As for "forward": what we are projecting is not the full season average, but the "rolling average" for the end of the season. In another words, it's the True average for the last one-third of the full-season episode order. I have to stay somewhat on top of episode orders, but most new shows with a back-nine option are just given an order of 22 to begin with, because they'll likely need to get an extension to get renewed, and the episodes 9-13 projection is not that different from the episodes 15-22 projection anyway. (The size of the order would make a much bigger difference if we were actually projecting the full season average, since it would matter a lot how much to weight the inflated early episodes.)

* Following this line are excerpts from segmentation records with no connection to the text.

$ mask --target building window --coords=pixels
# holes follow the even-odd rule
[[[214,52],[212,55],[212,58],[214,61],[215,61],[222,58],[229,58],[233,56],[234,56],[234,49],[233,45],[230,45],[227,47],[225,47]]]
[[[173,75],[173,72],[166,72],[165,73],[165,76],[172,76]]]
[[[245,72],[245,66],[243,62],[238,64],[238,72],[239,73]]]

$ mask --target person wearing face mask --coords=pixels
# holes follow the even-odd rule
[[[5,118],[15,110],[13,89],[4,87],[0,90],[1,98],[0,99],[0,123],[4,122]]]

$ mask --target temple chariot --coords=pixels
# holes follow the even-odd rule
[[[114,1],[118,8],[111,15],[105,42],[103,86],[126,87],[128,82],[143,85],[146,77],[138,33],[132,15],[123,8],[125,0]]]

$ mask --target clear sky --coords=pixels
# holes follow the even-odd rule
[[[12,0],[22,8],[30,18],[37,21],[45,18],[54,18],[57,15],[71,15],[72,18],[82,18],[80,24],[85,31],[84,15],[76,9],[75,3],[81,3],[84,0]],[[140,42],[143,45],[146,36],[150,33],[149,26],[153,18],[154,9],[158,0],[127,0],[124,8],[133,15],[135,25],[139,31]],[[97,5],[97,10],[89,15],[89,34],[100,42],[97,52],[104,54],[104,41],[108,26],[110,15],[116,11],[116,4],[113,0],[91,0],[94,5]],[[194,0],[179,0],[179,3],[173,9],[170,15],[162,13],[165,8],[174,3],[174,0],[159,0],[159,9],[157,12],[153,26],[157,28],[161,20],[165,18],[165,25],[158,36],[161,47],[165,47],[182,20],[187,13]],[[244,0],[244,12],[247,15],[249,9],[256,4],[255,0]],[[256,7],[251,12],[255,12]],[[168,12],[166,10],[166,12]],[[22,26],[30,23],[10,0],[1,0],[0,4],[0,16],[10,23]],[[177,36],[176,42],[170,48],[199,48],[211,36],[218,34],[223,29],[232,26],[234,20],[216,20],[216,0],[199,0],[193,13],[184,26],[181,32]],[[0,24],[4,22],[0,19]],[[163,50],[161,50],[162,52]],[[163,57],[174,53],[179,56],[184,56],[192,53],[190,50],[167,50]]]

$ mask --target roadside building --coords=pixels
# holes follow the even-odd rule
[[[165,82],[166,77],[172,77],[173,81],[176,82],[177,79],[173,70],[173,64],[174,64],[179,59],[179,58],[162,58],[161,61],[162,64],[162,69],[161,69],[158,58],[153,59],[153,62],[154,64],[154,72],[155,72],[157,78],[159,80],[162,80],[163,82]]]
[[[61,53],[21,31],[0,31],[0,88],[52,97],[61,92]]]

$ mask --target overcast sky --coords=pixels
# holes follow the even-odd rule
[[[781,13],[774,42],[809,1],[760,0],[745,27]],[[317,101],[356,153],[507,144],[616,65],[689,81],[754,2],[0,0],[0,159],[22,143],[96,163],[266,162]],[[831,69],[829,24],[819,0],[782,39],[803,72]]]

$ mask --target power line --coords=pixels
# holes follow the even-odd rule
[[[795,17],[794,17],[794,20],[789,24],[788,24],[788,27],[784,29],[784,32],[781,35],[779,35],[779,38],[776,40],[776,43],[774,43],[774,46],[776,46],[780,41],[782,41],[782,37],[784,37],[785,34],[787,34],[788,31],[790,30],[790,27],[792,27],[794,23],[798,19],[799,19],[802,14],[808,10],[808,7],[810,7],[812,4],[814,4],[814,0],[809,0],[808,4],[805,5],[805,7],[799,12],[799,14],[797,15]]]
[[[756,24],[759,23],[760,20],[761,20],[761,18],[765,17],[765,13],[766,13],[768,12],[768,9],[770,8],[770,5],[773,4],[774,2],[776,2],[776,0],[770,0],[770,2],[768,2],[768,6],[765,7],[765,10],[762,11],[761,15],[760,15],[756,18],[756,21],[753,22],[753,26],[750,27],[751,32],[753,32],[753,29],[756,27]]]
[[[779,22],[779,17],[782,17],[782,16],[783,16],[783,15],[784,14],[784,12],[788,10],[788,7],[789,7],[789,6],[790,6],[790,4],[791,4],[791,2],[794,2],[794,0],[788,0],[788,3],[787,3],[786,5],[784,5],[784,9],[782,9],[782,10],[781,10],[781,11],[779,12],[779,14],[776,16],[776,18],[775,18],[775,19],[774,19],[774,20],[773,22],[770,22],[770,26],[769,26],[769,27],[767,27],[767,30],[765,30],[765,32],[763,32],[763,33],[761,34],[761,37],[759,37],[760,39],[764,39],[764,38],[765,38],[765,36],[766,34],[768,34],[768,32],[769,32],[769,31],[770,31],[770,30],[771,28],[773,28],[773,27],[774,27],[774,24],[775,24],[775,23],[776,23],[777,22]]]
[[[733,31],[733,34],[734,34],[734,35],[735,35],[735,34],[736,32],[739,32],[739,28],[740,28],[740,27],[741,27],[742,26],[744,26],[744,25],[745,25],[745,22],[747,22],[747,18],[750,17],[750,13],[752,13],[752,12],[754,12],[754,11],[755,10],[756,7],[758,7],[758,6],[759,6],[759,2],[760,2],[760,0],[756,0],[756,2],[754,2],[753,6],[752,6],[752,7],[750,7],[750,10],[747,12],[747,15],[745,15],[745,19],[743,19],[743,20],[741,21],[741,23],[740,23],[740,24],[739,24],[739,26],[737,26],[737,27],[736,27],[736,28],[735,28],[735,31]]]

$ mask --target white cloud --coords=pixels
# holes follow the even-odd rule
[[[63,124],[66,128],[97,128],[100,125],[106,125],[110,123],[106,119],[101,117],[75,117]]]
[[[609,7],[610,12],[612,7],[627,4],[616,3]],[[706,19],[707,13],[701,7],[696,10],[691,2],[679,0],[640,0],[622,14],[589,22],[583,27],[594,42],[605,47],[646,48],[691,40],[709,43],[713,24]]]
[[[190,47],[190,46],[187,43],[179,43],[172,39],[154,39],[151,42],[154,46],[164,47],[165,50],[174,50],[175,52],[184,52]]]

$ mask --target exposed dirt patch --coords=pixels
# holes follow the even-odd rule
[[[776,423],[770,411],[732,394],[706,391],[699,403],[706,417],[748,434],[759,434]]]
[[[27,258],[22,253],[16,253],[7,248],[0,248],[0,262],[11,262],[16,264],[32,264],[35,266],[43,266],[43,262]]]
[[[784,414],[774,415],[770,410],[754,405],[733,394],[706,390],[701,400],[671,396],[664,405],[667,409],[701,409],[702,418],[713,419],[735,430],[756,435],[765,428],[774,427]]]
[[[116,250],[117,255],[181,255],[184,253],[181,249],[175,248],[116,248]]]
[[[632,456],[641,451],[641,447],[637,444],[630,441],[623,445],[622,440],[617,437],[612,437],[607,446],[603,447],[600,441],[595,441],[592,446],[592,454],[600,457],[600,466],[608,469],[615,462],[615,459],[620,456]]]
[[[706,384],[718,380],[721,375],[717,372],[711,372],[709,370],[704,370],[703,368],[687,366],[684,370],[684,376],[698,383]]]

Simulating the Future Drop
It is also important to note that the formula does not simply find the single projected average and run that one number into the model in Step Four. Instead, it uses the mean and standard deviation of these past cases to generate 20,000 random normal simulations of the drop from "this point forward." It runs all of those simulations through Steps Three and Four individually, and the final projection is the average of all 20,000 resulting probabilities.
Why bother with the simulations? Why wait to average those points until Step Four? Basically it's because all ratings points are not created equal. If you look at the illustration in the Step Four section, you'll see the logistic regression model looks like a steep cliff. If the opening projection is on the top edge of the cliff, that'd be a very healthy place to be... if correct. But if you end up a couple tenths below that projection, your probability starts dropping fast. If you overachieve it, there's not really that much to be gained because you're already at the top of the cliff. So the simulated average ends up being a lot less certain, because it accounts for the much lower probability in the bad scenarios. While we are predicting future ratings, we're trying to account for the uncertainty of those predictions as well.

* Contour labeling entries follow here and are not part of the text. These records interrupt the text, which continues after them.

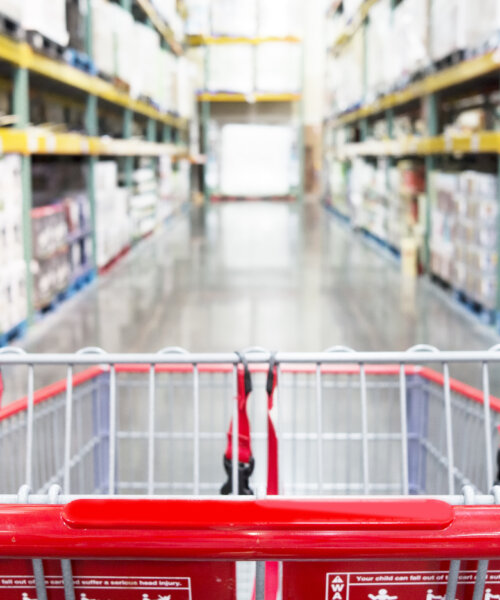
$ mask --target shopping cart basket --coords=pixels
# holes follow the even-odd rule
[[[0,351],[0,598],[500,598],[499,362]]]

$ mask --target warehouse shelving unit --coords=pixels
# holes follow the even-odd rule
[[[432,1],[432,0],[431,0]],[[373,96],[367,89],[367,31],[370,27],[371,10],[379,0],[365,0],[357,13],[346,24],[341,34],[334,40],[329,40],[327,60],[340,55],[345,45],[352,36],[362,29],[363,35],[363,94],[360,101],[347,110],[339,111],[335,106],[327,109],[324,119],[325,136],[325,165],[330,172],[334,168],[349,168],[351,161],[363,158],[366,161],[382,160],[387,170],[399,160],[421,161],[425,174],[425,189],[422,196],[424,202],[419,203],[421,226],[423,229],[423,244],[421,248],[421,265],[424,272],[428,273],[440,285],[451,289],[453,295],[479,314],[490,324],[497,323],[500,314],[500,271],[498,270],[499,246],[494,249],[492,261],[497,279],[497,295],[494,306],[483,306],[474,297],[449,281],[433,273],[431,265],[431,231],[432,231],[432,206],[435,199],[432,197],[432,178],[439,163],[444,165],[467,168],[479,161],[480,170],[485,170],[497,177],[497,190],[500,190],[500,131],[483,128],[474,131],[455,132],[446,131],[443,127],[443,114],[446,104],[458,102],[474,94],[493,94],[499,90],[500,60],[499,49],[491,43],[479,48],[465,48],[456,56],[441,64],[429,63],[423,72],[418,72],[410,77],[409,81],[396,82],[393,89],[386,89],[381,94]],[[392,0],[391,8],[394,14],[398,3]],[[332,18],[337,11],[342,9],[342,0],[333,2],[327,8],[327,18]],[[430,15],[429,15],[430,18]],[[429,43],[429,40],[428,40]],[[405,115],[420,115],[424,124],[424,131],[419,135],[402,136],[394,138],[394,119]],[[440,122],[441,121],[441,122]],[[376,123],[385,123],[386,136],[382,139],[373,139],[372,133]],[[482,161],[482,162],[481,162]],[[486,165],[486,166],[484,166]],[[389,186],[389,183],[387,183]],[[390,194],[390,189],[387,188]],[[340,197],[346,196],[347,190],[327,191],[327,203],[339,213],[343,219],[351,219],[346,212],[346,204],[340,200],[338,206],[332,203],[332,194]],[[500,192],[497,192],[497,201],[500,204]],[[498,217],[495,215],[495,219]],[[355,223],[354,223],[355,224]],[[500,228],[497,227],[497,230]],[[370,237],[378,237],[378,232],[366,231]],[[498,235],[500,243],[500,235]],[[391,247],[391,243],[379,237],[381,245]],[[392,246],[394,250],[394,247]]]
[[[291,44],[301,45],[301,39],[297,36],[263,36],[263,37],[243,37],[243,36],[202,36],[202,35],[192,35],[188,36],[188,43],[191,47],[200,47],[203,46],[205,48],[214,45],[227,45],[227,44],[249,44],[252,46],[259,46],[261,44],[269,43],[269,42],[287,42]],[[207,73],[208,73],[208,52],[205,55],[204,61],[204,80],[206,81]],[[297,188],[292,191],[291,194],[286,195],[284,197],[271,197],[273,200],[297,200],[302,201],[304,195],[304,131],[303,131],[303,107],[302,107],[302,94],[301,93],[293,93],[293,92],[281,92],[281,93],[271,93],[271,92],[252,92],[249,94],[242,93],[231,93],[228,91],[207,91],[200,90],[197,95],[197,99],[200,105],[200,114],[201,114],[201,129],[202,129],[202,140],[203,140],[203,148],[205,156],[210,156],[210,142],[208,139],[208,130],[210,120],[212,118],[212,110],[211,105],[220,105],[220,104],[238,104],[238,105],[248,105],[252,106],[255,104],[282,104],[286,105],[294,105],[296,116],[294,119],[298,122],[298,155],[299,155],[299,183]],[[206,171],[205,171],[206,175]],[[226,197],[222,194],[216,193],[214,190],[210,188],[206,179],[204,181],[204,200],[205,204],[210,203],[211,201],[219,202],[224,200],[234,200],[233,196]],[[237,199],[244,199],[238,197]]]
[[[132,12],[142,11],[146,23],[156,28],[163,38],[163,46],[179,56],[184,50],[171,28],[157,14],[150,0],[120,0],[122,8]],[[184,11],[185,12],[185,11]],[[92,3],[87,2],[85,25],[85,49],[92,59],[90,35]],[[70,289],[59,294],[59,299],[70,297],[84,284],[92,281],[98,273],[97,215],[95,168],[99,157],[123,157],[125,184],[133,185],[134,160],[149,157],[156,160],[170,156],[173,161],[190,160],[188,151],[189,122],[176,114],[162,112],[147,100],[132,97],[123,86],[102,79],[32,48],[27,42],[0,35],[0,78],[5,89],[12,93],[14,128],[0,128],[0,151],[21,157],[23,247],[26,263],[27,320],[15,324],[7,331],[0,327],[0,346],[25,332],[26,326],[39,315],[39,307],[33,297],[33,247],[31,214],[33,208],[32,158],[38,156],[82,157],[87,163],[87,195],[91,210],[91,226],[86,232],[92,240],[92,264],[79,274]],[[30,120],[30,93],[41,90],[47,95],[75,104],[84,114],[83,133],[52,131],[46,127],[34,127]],[[101,137],[99,118],[111,114],[122,122],[122,138]],[[134,139],[133,123],[140,120],[145,139]],[[57,305],[56,299],[53,305]]]

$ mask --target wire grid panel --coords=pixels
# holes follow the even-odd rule
[[[439,495],[465,485],[491,488],[498,412],[489,411],[488,423],[483,404],[452,389],[447,411],[445,388],[428,378],[428,370],[388,371],[282,370],[285,495]]]
[[[411,366],[281,365],[273,414],[281,492],[488,491],[499,413],[478,393],[453,387],[446,369],[436,375]],[[253,373],[248,402],[251,487],[259,494],[267,478],[265,376]],[[0,419],[0,491],[30,482],[36,493],[58,483],[77,495],[217,494],[235,399],[233,365],[98,368],[34,402],[30,460],[29,409]]]

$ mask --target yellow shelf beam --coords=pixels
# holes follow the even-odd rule
[[[368,16],[370,10],[377,4],[379,0],[365,0],[360,6],[358,12],[353,16],[351,22],[346,26],[344,31],[338,36],[332,46],[332,51],[337,52],[344,46],[361,27],[363,21]]]
[[[142,8],[144,13],[149,17],[151,23],[155,26],[155,28],[159,31],[161,36],[167,42],[167,44],[172,48],[172,50],[179,56],[182,54],[182,46],[175,39],[173,31],[170,27],[165,23],[165,21],[160,17],[160,15],[156,12],[154,6],[151,4],[150,0],[137,0],[137,4]]]
[[[298,102],[300,94],[226,94],[203,92],[198,94],[198,102]]]
[[[342,0],[333,0],[330,3],[330,6],[328,6],[328,8],[326,9],[326,16],[329,17],[331,15],[334,15],[337,12],[337,10],[339,9],[341,4],[342,4]]]
[[[500,131],[474,134],[409,137],[404,140],[368,141],[346,144],[335,156],[426,156],[429,154],[499,154]]]
[[[498,70],[500,70],[500,62],[498,61],[497,52],[489,52],[483,56],[471,58],[470,60],[465,60],[457,65],[443,69],[438,73],[429,75],[421,81],[409,85],[400,92],[387,94],[356,111],[337,117],[333,119],[333,125],[336,127],[348,125],[349,123],[354,123],[355,121],[370,117],[389,108],[407,104],[412,100],[417,100],[428,94],[466,83],[467,81],[477,79]]]
[[[115,140],[42,129],[1,129],[3,154],[58,154],[64,156],[185,156],[186,148],[143,140]]]
[[[287,35],[287,36],[268,36],[268,37],[213,37],[203,35],[191,35],[188,37],[188,44],[190,46],[220,46],[224,44],[252,44],[258,46],[259,44],[265,44],[267,42],[289,42],[291,44],[300,43],[300,38]]]
[[[53,81],[58,81],[74,89],[93,94],[111,104],[130,108],[136,113],[145,115],[166,125],[181,129],[187,128],[187,121],[185,119],[179,119],[162,113],[146,102],[135,100],[126,92],[99,77],[89,75],[66,63],[38,54],[24,42],[16,42],[0,35],[0,60],[26,68],[32,73],[42,75]]]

As more results come in, the uncertainty will shrink, and it'll become safer to reside on that top edge of the cliff. Even if the projected averages are exactly the same, the model will be more decisive about the outcome later in the order.
Step Three: Future True Ratings -> Network-Adjusted Future True Ratings
Now we get into the steps that are not particularly original in the renew/cancel industry, but I hope I am bringing a slightly more sophisticated take to the table. The first one is to adjust the ratings for the network's ratings. When vying for a spot on next season's schedule, you're fighting with other shows on your network. So the ratings of those shows is a major factor.
The other guys' baseline for this is the average of the network's entire scripted department. That is a fine approach, but I tried a few different things and found two that I thought added a bit more value. So I use a blend of those two.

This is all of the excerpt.